Abandonada na prática a relação de causalidade entre expansão monetária e inflação, por tantas décadas sustentada pela macroeconomia hegemônica, a restrição conceitual imposta à expansão do crédito público foi reformulada como um limite superior para a relação dívida/PIB.

Em 2009, Carmen Reinhart e Kenneth Rogoff2, dois expoentes da macroeconomia hegemônica, publicaram trabalho influente sustentando que o limite a partir do qual a economia se desorganizaria seria 90%. Mesmo sem considerar a totalidade do passivo consolidado do Estado, ou seja, o passivo do Tesouro somado ao do Banco Central, antes mesmo da crise de covid, inúmeros países, entre eles Japão, Itália, Grécia, EUA, já tinham ultrapassado esse nível de endividamento.

A reação coordenada das políticas monetárias e fiscais à pandemia durante 2020 voltou a elevar a relação dívida/PIB em todo o mundo. Apesar dos altos níveis de endividamento público e da abundância de crédito monetário, não há sinais da volta da inflação, nem de que as economias avançadas estejam à beira de uma crise fiscal.

Está claro que não existe um limite fatídico para a relação dívida/PIB, a partir do qual se abriria um “abismo fiscal”, na expressão preferida dos analistas brasileiros, e o país entraria em colapso.

Diante de tão flagrante evidência, os principais macroeconomistas americanos deram uma guinada conceitual. No início de dezembro último, Jason Furman e Lawrence Summers3, renomados professores da Universidade Harvard, argumentaram em favor de uma mudança de paradigma: a relação dívida/PIB, ao contrário do que acreditavam, não é um indicador relevante da sustentabilidade fiscal.

Ben Bernanke, ex-presidente do Fed, assim como Olivier Blanchard e Kenneth Rogoff, ex-economistas chefes do FMI, concordaram com eles. Como as taxas de juros praticamente nulas não foram capazes de reativar as economias paralisadas pela pandemia, Furman e Summers agora defendem uma política fiscal expansionista, baseada num programa de investimentos públicos.

No Brasil, ao menos por enquanto, a esmagadora maioria dos analistas continua a defender a imperiosa necessidade de equilibrar as contas públicas. Optaram por se dissociar de seus mentores americanos para sustentar seus dogmas. Apelam para a tese da jabuticaba, Brasil é diferente porque o Estado e os políticos não são confiáveis. Sustentam que por aqui o equilíbrio orçamentário é ao mesmo tempo condição necessária para evitar o abismo e condição suficiente para que a economia volte a crescer. Aparentemente, os únicos temas econômicos relevantes são o risco fiscal e as reformas necessárias para garantir o equilíbrio das contas públicas. Tudo mais seria secundário.

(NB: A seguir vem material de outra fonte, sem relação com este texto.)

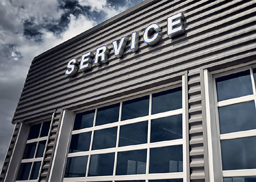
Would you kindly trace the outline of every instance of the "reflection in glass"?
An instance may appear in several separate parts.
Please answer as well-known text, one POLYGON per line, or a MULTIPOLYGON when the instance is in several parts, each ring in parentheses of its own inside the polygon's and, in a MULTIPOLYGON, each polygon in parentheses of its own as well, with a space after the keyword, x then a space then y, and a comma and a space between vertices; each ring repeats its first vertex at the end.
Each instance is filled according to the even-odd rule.
POLYGON ((182 172, 182 145, 151 148, 150 173, 182 172))
POLYGON ((96 126, 118 121, 120 103, 98 109, 96 117, 96 126))
POLYGON ((152 120, 151 142, 182 138, 182 115, 152 120))
POLYGON ((218 101, 253 94, 250 70, 216 79, 218 101))
POLYGON ((116 175, 146 174, 147 149, 118 152, 116 175))
POLYGON ((41 167, 41 161, 35 162, 32 168, 32 171, 30 175, 30 180, 36 180, 38 177, 40 168, 41 167))
POLYGON ((94 132, 93 150, 116 147, 117 127, 106 128, 94 132))
POLYGON ((152 114, 182 108, 181 87, 152 95, 152 114))
POLYGON ((32 162, 22 163, 16 180, 28 180, 32 165, 32 162))
POLYGON ((172 179, 170 180, 149 180, 149 182, 183 182, 183 179, 172 179))
POLYGON ((41 128, 41 125, 39 124, 32 125, 30 127, 30 130, 29 131, 29 134, 28 134, 28 140, 31 139, 37 138, 39 136, 40 129, 41 128))
POLYGON ((34 158, 37 142, 30 143, 26 144, 22 159, 34 158))
POLYGON ((47 122, 44 122, 43 123, 43 127, 42 127, 42 130, 41 131, 40 137, 48 136, 50 125, 51 122, 50 121, 47 121, 47 122))
POLYGON ((115 153, 91 156, 88 176, 112 175, 114 160, 115 153))
POLYGON ((93 127, 95 110, 76 114, 73 130, 93 127))
POLYGON ((256 136, 221 141, 223 170, 256 168, 256 136))
POLYGON ((91 144, 92 132, 72 135, 70 153, 88 151, 91 144))
POLYGON ((219 107, 221 134, 256 129, 254 101, 219 107))
POLYGON ((255 182, 256 176, 229 177, 223 178, 223 182, 255 182))
POLYGON ((149 95, 123 102, 122 120, 149 115, 149 95))
POLYGON ((85 177, 88 156, 68 158, 65 178, 85 177))
POLYGON ((148 121, 121 126, 119 147, 141 144, 148 140, 148 121))
POLYGON ((37 147, 37 151, 36 152, 36 155, 35 158, 41 158, 44 155, 44 152, 45 151, 45 148, 46 148, 46 140, 40 141, 38 144, 38 147, 37 147))

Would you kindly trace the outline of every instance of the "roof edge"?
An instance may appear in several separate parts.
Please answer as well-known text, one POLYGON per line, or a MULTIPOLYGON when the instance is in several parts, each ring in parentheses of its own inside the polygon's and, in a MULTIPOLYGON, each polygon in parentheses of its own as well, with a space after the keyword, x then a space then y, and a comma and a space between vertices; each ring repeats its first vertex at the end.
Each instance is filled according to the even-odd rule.
POLYGON ((98 29, 101 27, 102 27, 103 26, 105 26, 105 25, 107 25, 107 24, 114 21, 116 21, 116 20, 117 20, 118 19, 121 18, 122 16, 125 16, 125 15, 128 15, 128 14, 131 13, 131 12, 133 11, 134 11, 139 9, 139 8, 141 8, 143 6, 146 6, 146 5, 148 5, 148 4, 149 4, 151 3, 152 3, 152 2, 153 2, 154 1, 155 1, 155 0, 145 0, 143 2, 141 2, 141 3, 140 3, 140 4, 137 4, 137 5, 136 6, 134 6, 129 9, 128 9, 128 10, 126 10, 125 11, 123 11, 117 15, 116 15, 116 16, 112 17, 112 18, 110 18, 110 19, 103 22, 103 23, 100 23, 100 24, 97 24, 97 25, 95 26, 93 26, 93 27, 85 31, 85 32, 83 32, 83 33, 76 35, 76 36, 74 37, 72 37, 71 38, 70 38, 70 39, 69 39, 66 41, 65 41, 64 42, 60 44, 59 44, 58 45, 58 46, 56 46, 55 47, 53 47, 51 48, 50 48, 50 49, 48 49, 48 50, 40 54, 40 55, 39 55, 38 56, 35 57, 35 58, 33 59, 33 60, 32 60, 32 62, 34 62, 35 61, 35 60, 36 59, 39 59, 40 58, 41 58, 42 57, 44 57, 51 53, 52 53, 52 52, 54 52, 54 51, 55 51, 56 50, 58 49, 60 49, 61 48, 62 48, 62 47, 64 46, 66 46, 66 45, 67 45, 68 44, 70 44, 73 42, 75 42, 75 41, 76 41, 77 40, 80 39, 80 38, 81 38, 81 37, 86 35, 87 34, 89 34, 89 33, 91 33, 91 32, 93 32, 94 31, 95 31, 97 29, 98 29))

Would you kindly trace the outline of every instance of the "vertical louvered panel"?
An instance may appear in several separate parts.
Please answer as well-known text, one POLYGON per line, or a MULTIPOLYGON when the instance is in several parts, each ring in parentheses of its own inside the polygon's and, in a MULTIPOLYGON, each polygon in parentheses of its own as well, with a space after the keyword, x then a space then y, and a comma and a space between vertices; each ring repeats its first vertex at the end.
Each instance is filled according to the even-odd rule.
POLYGON ((8 169, 11 158, 12 158, 12 154, 16 141, 17 140, 20 126, 21 124, 19 123, 16 124, 15 125, 12 136, 12 138, 7 150, 6 155, 5 156, 5 158, 4 159, 2 171, 1 171, 1 173, 0 174, 0 182, 4 182, 5 175, 8 169))
POLYGON ((45 153, 44 154, 41 171, 39 173, 39 182, 48 181, 49 175, 54 156, 54 150, 58 139, 59 124, 62 110, 57 110, 53 114, 49 134, 47 142, 45 153))
POLYGON ((205 166, 206 144, 204 140, 202 113, 201 84, 199 69, 191 70, 188 77, 189 146, 191 182, 208 181, 208 168, 205 166))

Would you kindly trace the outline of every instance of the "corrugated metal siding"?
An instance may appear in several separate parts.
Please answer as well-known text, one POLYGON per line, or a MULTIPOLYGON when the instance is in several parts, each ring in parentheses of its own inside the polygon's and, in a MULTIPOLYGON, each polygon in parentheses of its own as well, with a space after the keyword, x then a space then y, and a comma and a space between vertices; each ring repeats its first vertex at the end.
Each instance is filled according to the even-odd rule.
MULTIPOLYGON (((191 181, 208 179, 199 68, 242 60, 256 55, 256 1, 156 0, 65 46, 50 50, 33 61, 13 122, 48 119, 56 108, 72 111, 131 93, 188 71, 190 173, 191 181), (166 35, 167 18, 183 12, 186 33, 172 39, 166 35), (155 23, 163 30, 152 46, 142 41, 146 27, 155 23), (132 32, 140 34, 139 51, 129 50, 129 41, 121 58, 114 56, 112 42, 132 32), (93 66, 85 73, 67 77, 72 58, 80 60, 89 51, 105 45, 109 64, 93 66)), ((115 18, 114 19, 115 19, 115 18)))
POLYGON ((0 173, 0 182, 3 182, 4 178, 7 172, 8 167, 10 164, 11 158, 13 152, 14 146, 15 145, 16 142, 17 141, 17 138, 18 137, 19 131, 20 130, 21 124, 19 123, 15 125, 14 126, 14 129, 12 133, 12 136, 10 143, 10 145, 7 150, 6 155, 3 164, 3 166, 1 172, 0 173))

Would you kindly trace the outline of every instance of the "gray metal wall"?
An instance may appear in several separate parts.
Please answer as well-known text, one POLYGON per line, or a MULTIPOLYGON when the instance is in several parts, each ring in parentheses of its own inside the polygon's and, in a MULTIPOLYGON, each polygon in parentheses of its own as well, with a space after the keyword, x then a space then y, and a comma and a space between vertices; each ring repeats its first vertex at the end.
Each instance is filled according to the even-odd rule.
POLYGON ((209 181, 203 85, 200 68, 212 69, 254 60, 256 1, 148 1, 36 57, 32 62, 13 123, 50 119, 55 109, 72 111, 135 92, 188 72, 190 179, 209 181), (167 18, 185 16, 185 34, 170 39, 167 18), (163 36, 156 45, 142 40, 147 26, 157 23, 163 36), (139 51, 114 55, 112 42, 140 34, 139 51), (65 75, 68 61, 105 45, 108 64, 73 77, 65 75), (226 63, 227 63, 226 64, 226 63), (221 65, 221 66, 220 66, 221 65), (201 76, 200 76, 201 75, 201 76))

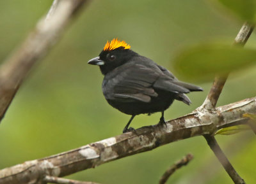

O ponto central da tese de Keynes na “Teoria Geral” é que a política monetária precisa ser acompanhada do investimento público para que a economia se recupere. A possibilidade de que, apesar do crédito abundante e dos juros baixos, não haja recuperação do investimento e da atividade econômica não deveria ser novidade.

A possibilidade do que Keynes chamou de uma armadilha da liquidez tem sido efetivamente reivindicada para explicar por que, apesar das taxas de juros muito próximas de zero, as economias contemporâneas continuam estagnadas e sem inflação. No entanto, a solução proposta por Keynes, uma política fiscal expansionista com o aumento do investimento público, continua a ser vista com desconfiança pela grande maioria dos analistas.

Mesmo superado o dogma do equilíbrio fiscal e o fetiche da relação dívida/PIB, a macroeconomia hegemônica continua a não entender que a expansão do crédito prescinde da expansão da poupança. A tese de que a taxa de juros baixa é consequência do excesso de poupança tem origem na análise dos economistas clássicos que precederam Keynes. Segundo os clássicos, a taxa de juros é resultado do equilíbrio entre a oferta e a demanda de fundos para investimento. Conhecida como a teoria dos “loanable funds”, dos fundos disponíveis para empréstimos, foi um dos pontos centrais da crítica de Keynes, para quem a taxa de juros nada tem a ver com a poupança, é determinada no mercado monetário. Para Keynes, a poupança é sobretudo função da renda e investimento do otimismo dos empresários. São ambos pouco sensíveis à taxa de juros. Se não há otimismo e perspectiva de crescimento, a economia pode ficar estagnada, sem investimento, mesmo quando a taxa de juros está baixa e há abundância de crédito.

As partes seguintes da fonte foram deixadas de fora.